Kerberos Authentication Setup and Configuration
This document briefly describes how Flink security works in the context of various deployment mechanisms (Standalone, native Kubernetes, YARN), filesystems, connectors, and state backends.
Objective
The primary goals of the Flink Kerberos security infrastructure are:
- to enable secure data access for jobs within a cluster via connectors (e.g. Kafka)
- to authenticate to ZooKeeper (if configured to use SASL)
- to authenticate to Hadoop components (e.g. HDFS, HBase)
In a production deployment scenario, streaming jobs are understood to run for long periods of time (days/weeks/months) and be able to authenticate to secure data sources throughout the life of the job. Kerberos keytab do not expire in that timeframe, unlike credential cache or Hadoop delegation token.

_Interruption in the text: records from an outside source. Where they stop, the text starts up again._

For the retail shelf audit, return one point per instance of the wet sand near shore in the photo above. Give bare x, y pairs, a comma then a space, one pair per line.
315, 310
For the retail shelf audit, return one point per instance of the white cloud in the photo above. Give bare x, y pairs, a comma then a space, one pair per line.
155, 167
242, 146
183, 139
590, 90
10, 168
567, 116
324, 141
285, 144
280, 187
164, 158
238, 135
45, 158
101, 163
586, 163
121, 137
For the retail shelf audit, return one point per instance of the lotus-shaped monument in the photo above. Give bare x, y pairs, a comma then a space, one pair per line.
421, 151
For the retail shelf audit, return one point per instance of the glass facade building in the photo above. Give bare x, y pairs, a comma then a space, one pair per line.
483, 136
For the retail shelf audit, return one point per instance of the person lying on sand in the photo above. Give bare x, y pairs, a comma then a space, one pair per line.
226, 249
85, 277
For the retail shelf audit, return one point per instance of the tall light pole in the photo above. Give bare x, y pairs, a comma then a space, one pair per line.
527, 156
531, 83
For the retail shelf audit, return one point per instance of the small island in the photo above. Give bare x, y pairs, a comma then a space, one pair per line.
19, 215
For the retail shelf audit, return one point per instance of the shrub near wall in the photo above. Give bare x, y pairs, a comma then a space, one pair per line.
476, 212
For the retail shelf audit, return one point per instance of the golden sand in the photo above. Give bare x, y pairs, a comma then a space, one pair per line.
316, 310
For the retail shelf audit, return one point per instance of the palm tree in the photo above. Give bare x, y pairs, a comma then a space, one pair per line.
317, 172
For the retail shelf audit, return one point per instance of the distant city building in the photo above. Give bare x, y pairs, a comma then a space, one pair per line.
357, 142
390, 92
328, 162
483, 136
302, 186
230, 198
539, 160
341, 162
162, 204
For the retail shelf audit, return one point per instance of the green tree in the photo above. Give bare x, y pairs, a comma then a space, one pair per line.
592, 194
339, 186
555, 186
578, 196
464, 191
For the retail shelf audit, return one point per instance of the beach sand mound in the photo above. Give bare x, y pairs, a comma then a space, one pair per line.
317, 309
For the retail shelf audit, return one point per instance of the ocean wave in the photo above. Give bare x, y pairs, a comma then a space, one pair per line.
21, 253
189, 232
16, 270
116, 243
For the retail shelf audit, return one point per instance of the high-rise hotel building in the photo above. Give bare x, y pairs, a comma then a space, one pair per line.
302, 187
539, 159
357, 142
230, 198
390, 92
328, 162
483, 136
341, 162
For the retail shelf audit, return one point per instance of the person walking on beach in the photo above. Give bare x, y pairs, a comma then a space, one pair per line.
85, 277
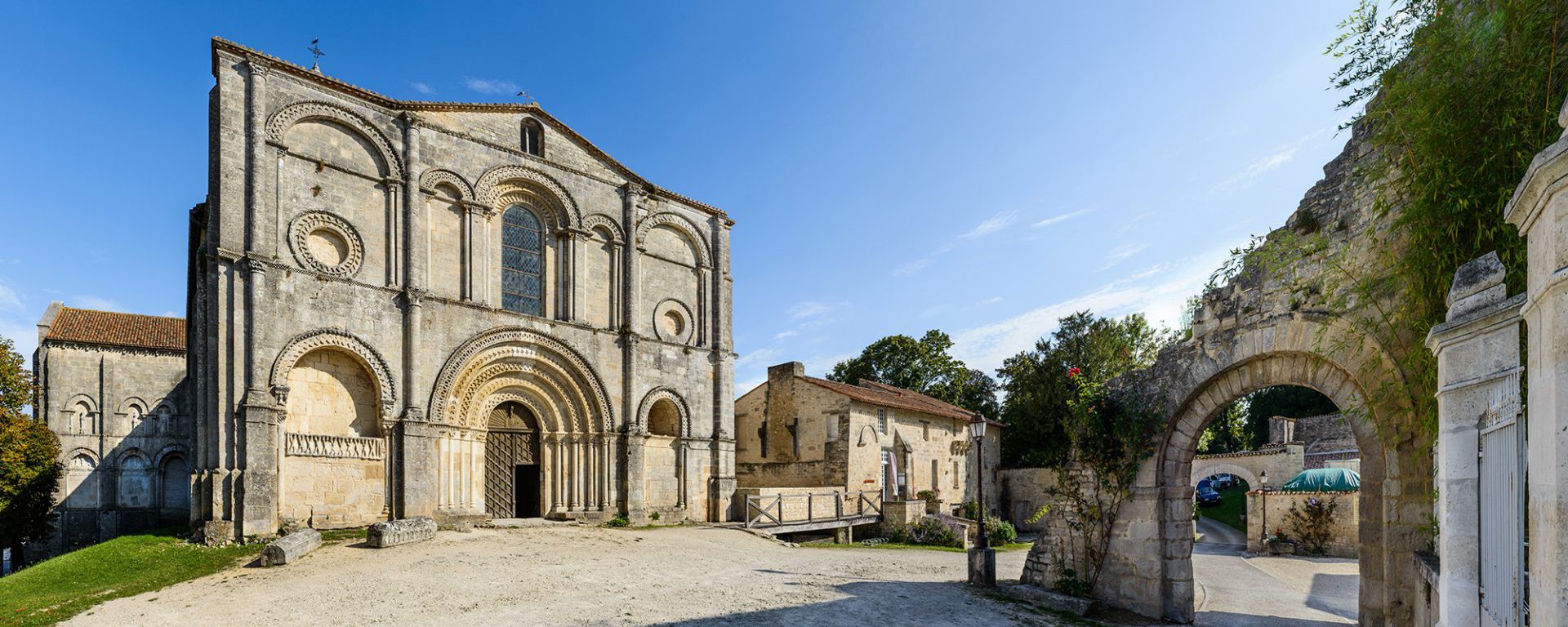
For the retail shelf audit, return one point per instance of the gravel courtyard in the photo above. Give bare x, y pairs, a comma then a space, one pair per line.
586, 576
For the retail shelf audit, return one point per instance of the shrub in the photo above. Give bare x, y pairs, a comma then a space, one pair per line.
1000, 531
1314, 524
929, 531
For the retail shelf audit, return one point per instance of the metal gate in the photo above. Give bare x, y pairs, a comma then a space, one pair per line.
1503, 538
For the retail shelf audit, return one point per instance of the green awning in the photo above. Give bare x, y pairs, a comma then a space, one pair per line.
1324, 480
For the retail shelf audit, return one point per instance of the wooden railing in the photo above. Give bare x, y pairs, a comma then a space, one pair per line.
778, 509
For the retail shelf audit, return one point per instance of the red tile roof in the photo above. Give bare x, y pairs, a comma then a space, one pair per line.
894, 397
118, 330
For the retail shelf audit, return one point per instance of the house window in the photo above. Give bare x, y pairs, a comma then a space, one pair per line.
532, 138
521, 262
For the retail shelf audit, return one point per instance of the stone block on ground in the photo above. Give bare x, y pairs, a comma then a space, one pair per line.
291, 548
392, 533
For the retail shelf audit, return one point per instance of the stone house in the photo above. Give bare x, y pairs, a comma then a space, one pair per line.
802, 431
114, 388
444, 309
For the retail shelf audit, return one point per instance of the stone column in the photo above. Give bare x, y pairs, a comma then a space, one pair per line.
1540, 209
632, 497
1477, 350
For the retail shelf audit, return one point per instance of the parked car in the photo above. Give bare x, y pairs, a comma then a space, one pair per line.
1206, 494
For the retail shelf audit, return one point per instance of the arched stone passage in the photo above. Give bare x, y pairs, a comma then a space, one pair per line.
1150, 567
1201, 470
559, 391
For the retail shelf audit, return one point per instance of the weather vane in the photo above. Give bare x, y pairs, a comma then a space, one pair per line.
315, 51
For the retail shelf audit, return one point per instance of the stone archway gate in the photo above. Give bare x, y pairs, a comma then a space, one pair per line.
1261, 330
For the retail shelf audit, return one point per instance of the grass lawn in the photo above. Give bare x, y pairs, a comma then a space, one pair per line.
894, 546
1233, 502
63, 587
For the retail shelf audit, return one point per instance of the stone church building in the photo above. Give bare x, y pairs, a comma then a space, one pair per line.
412, 309
114, 388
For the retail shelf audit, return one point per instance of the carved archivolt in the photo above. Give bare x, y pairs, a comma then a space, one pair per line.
490, 190
657, 395
514, 358
603, 221
679, 223
311, 223
342, 340
433, 177
286, 118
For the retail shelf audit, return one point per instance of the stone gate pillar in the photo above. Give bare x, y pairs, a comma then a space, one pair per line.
1540, 211
1477, 350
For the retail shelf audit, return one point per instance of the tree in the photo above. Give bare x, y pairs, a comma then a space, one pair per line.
1039, 389
29, 460
922, 366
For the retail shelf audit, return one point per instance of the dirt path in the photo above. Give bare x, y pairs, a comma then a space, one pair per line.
582, 576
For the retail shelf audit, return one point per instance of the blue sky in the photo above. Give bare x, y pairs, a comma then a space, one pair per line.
893, 167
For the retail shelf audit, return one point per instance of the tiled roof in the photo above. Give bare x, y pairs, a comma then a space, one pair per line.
894, 397
118, 330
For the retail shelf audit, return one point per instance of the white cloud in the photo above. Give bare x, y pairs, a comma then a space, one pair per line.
808, 309
491, 87
913, 267
1157, 292
1120, 255
991, 225
763, 356
88, 301
1060, 218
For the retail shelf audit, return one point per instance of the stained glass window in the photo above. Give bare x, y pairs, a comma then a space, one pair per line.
521, 262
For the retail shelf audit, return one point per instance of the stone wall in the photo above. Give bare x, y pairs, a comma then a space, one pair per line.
339, 218
1346, 521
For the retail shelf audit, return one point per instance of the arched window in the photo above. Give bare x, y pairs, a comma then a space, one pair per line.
532, 137
521, 262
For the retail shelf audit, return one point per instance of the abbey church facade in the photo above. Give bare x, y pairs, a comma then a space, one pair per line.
443, 309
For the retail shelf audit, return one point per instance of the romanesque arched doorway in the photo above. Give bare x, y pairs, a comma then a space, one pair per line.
511, 463
533, 381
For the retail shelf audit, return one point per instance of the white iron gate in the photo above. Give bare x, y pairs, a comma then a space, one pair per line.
1503, 540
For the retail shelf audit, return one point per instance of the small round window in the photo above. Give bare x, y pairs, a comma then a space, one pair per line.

The current implementation supports running Flink clusters (JobManager / TaskManager / jobs) with:
- Keytab file (preferred)
- Credential cache (for example credential cache file created by
kinit
) - Hadoop delegation tokens (the user provided tokens are not renewed and may be overwritten by Flink)
Keep in mind that all jobs share the credential configured for a given cluster.

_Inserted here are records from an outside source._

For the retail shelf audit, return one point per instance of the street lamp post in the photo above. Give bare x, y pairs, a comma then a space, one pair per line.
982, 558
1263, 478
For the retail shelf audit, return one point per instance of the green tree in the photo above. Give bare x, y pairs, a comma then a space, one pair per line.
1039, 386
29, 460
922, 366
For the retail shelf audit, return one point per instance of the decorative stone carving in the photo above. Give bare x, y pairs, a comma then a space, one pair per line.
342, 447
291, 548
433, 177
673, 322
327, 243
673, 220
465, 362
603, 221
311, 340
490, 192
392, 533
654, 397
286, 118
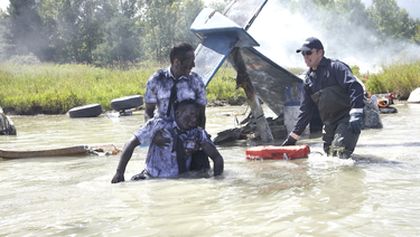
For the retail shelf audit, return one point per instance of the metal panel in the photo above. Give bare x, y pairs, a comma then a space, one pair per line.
274, 85
210, 55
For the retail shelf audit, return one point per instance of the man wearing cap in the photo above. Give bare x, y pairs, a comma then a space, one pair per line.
331, 88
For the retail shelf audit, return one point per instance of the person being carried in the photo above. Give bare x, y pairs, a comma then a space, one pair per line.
331, 88
172, 144
177, 83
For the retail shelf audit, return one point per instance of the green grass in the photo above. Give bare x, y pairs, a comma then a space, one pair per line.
54, 89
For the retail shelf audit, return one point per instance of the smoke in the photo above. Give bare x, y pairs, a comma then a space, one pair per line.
280, 32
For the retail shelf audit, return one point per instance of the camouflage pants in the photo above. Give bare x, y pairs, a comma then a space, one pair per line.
339, 139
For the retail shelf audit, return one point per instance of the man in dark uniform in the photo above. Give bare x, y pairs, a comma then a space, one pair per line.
331, 88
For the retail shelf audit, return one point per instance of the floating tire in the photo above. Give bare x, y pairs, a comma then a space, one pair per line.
127, 102
91, 110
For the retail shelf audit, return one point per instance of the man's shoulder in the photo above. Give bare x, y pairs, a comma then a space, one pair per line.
160, 74
338, 64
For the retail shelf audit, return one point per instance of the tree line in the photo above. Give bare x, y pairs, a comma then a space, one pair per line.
125, 32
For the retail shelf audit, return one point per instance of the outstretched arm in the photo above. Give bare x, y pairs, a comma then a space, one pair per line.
213, 153
125, 157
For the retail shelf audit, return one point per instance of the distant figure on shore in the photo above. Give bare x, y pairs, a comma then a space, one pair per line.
331, 87
170, 158
6, 125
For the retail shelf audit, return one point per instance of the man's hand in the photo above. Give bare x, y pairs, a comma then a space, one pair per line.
118, 177
289, 141
160, 140
356, 122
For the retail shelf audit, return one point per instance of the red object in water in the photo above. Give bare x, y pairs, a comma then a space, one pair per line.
277, 152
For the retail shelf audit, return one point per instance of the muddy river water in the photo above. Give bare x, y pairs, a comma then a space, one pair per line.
375, 195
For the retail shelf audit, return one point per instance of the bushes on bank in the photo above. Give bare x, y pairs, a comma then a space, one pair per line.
54, 89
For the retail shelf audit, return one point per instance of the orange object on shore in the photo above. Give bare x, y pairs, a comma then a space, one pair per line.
277, 152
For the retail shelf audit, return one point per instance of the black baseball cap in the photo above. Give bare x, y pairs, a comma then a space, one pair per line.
310, 43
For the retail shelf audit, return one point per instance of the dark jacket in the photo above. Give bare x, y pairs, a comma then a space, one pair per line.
332, 89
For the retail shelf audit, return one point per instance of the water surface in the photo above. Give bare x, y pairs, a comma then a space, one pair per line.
375, 195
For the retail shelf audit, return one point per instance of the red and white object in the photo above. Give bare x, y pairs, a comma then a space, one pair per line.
277, 152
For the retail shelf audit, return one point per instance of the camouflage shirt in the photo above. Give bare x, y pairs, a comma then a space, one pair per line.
158, 90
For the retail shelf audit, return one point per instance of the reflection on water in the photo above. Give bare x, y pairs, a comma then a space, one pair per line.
374, 195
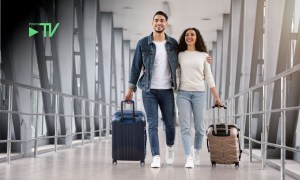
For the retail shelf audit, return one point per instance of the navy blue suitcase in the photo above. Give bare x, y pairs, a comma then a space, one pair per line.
128, 135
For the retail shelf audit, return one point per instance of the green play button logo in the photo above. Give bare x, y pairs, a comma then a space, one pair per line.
32, 32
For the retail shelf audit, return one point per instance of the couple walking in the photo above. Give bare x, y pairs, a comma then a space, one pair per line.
160, 56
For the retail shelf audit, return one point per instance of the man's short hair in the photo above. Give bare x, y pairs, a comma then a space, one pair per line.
162, 14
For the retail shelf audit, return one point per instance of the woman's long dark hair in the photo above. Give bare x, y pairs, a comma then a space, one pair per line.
200, 45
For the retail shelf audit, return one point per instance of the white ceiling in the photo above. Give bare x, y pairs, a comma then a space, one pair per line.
135, 17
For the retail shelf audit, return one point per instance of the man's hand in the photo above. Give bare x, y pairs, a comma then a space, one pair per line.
218, 102
208, 59
129, 94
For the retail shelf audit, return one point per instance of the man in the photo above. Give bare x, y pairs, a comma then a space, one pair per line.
156, 55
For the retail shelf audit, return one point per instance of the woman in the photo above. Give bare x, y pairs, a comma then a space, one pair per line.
191, 97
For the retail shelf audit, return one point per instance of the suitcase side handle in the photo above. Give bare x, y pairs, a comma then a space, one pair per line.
127, 102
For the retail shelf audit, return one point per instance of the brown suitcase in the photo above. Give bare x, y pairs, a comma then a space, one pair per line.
223, 142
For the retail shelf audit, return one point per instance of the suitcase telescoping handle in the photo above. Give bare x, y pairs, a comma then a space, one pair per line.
128, 102
214, 118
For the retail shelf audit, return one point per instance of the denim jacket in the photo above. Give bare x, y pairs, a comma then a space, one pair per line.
144, 59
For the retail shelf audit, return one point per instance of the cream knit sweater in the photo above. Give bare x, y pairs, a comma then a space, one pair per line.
194, 70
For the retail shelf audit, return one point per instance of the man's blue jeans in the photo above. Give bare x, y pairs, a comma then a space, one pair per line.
164, 98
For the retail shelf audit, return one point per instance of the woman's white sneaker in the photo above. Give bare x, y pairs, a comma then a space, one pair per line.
189, 162
169, 155
196, 157
156, 162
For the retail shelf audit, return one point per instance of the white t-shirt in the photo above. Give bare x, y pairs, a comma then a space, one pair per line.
194, 71
161, 74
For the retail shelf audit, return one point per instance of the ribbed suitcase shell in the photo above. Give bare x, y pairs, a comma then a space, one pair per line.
224, 148
129, 136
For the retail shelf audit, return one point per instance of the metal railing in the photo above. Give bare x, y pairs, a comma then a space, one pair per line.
265, 112
58, 95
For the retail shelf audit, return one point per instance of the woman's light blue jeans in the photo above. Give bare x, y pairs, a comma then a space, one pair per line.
191, 108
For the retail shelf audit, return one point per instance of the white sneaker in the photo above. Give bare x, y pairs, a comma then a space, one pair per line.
196, 156
169, 155
189, 162
156, 162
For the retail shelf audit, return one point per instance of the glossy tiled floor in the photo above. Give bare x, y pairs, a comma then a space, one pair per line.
93, 162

To use a different keytab for a certain job, simply launch a separate Flink cluster with a different configuration.
Numerous Flink clusters may run side-by-side in a Kubernetes or YARN environment.
How Flink Security works
Conceptually, a Flink program may use first- or third-party connectors (Kafka, HDFS, Cassandra, Flume, Kinesis etc.) necessitating arbitrary authentication methods (Kerberos, SSL/TLS, username/password, etc.). While satisfying the security requirements for all connectors is an ongoing effort, Flink provides first-class support for Kerberos authentication only. The following services and connectors are supported for Kerberos authentication:
- Kafka (0.9+)
- HDFS
- HBase
- ZooKeeper
Note that it is possible to enable the use of Kerberos independently for each service or connector. For example, the user may enable Hadoop security without necessitating the use of Kerberos for ZooKeeper, or vice versa. The shared element is the configuration of Kerberos credentials, which is then explicitly used by each component.

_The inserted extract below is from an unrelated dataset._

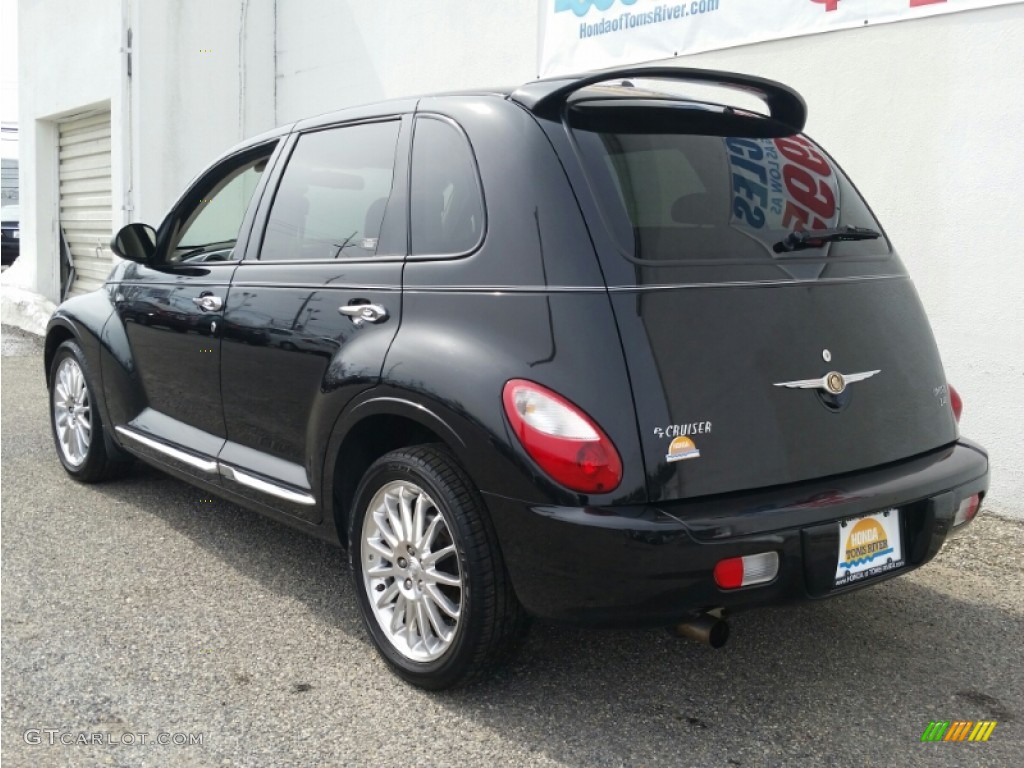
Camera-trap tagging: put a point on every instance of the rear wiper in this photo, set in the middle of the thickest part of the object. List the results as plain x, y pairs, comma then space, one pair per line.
817, 238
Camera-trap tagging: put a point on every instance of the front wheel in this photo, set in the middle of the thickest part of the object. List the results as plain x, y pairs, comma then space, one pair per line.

The internal architecture is based on security modules (implementing org.apache.flink.runtime.security.modules.SecurityModule
) which are installed at startup. The following sections describes each security module.
Hadoop Security Module
This module uses the Hadoop UserGroupInformation
(UGI) class to establish a process-wide login user context. The login user is then used for all interactions with Hadoop, including HDFS, HBase, and YARN.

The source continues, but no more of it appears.